Was it fun to play a kidnapping, murderous psychopath in Greta?
It was! Yes, because I think it’s more than playing a psychopath. Clearly Greta is a psychopath and madwoman, but at some point there are inner steps in the film to understand she’s a wounded person, it’s like she wants to recreate this lost paradise of childhood and motherhood. It becomes really interesting, romanesque and deep. Especially what I like best in the film is the moment I discovered, on location in the Dublin studio we shot in, this little hidden bedroom where Greta would keep Frances (Moretz’s character) locked up. In the script it wasn’t that clear, but when I saw this room where she kept her victims, something became so clear. All the teddy bears and toys, it looked like the bedroom of a child from the 19th century, and I think it gave a lot of insight and depth to the character. A lot of poetry to it, even though she’s not exactly a poetic character.

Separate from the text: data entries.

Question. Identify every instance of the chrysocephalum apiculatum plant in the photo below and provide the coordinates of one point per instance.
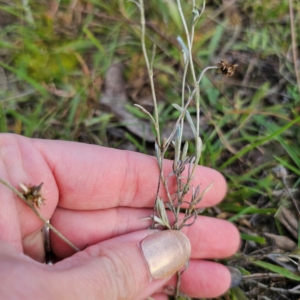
(184, 212)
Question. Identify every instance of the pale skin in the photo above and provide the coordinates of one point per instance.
(96, 197)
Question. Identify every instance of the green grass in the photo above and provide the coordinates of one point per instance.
(251, 120)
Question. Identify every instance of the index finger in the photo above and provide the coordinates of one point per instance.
(93, 177)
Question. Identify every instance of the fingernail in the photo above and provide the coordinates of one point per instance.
(166, 252)
(236, 276)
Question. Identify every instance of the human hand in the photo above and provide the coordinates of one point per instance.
(97, 196)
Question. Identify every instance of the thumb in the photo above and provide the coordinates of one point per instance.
(131, 266)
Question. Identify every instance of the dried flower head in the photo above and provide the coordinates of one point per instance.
(33, 194)
(225, 68)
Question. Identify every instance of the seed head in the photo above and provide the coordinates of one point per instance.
(225, 68)
(33, 194)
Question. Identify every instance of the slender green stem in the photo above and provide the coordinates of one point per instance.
(150, 70)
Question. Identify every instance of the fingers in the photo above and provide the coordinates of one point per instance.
(210, 238)
(203, 279)
(93, 177)
(114, 269)
(20, 162)
(117, 269)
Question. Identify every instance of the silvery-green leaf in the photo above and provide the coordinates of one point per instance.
(184, 50)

As a regular guest at the Cannes Film Festival, what are some tips for first timers who are thinking about going?
I can imagine when you go for the first time it’s scary, but also very exciting. I would take it easy. Interestingly enough, I did a movie in 2016 in Cannes called Claire’s Camera. Directed by South Korean filmmaker Sang-soo Hong, we shot it in Cannes during the festival, just before I was meant to present Elle. It was quite fascinating because if you go two streets parallel from La Croisette, literally 100 meters away from where it all happens, you couldn’t even tell there was a film festival. We spent 10 days shooting this film a few meters away and it was almost a normal town. Interesting.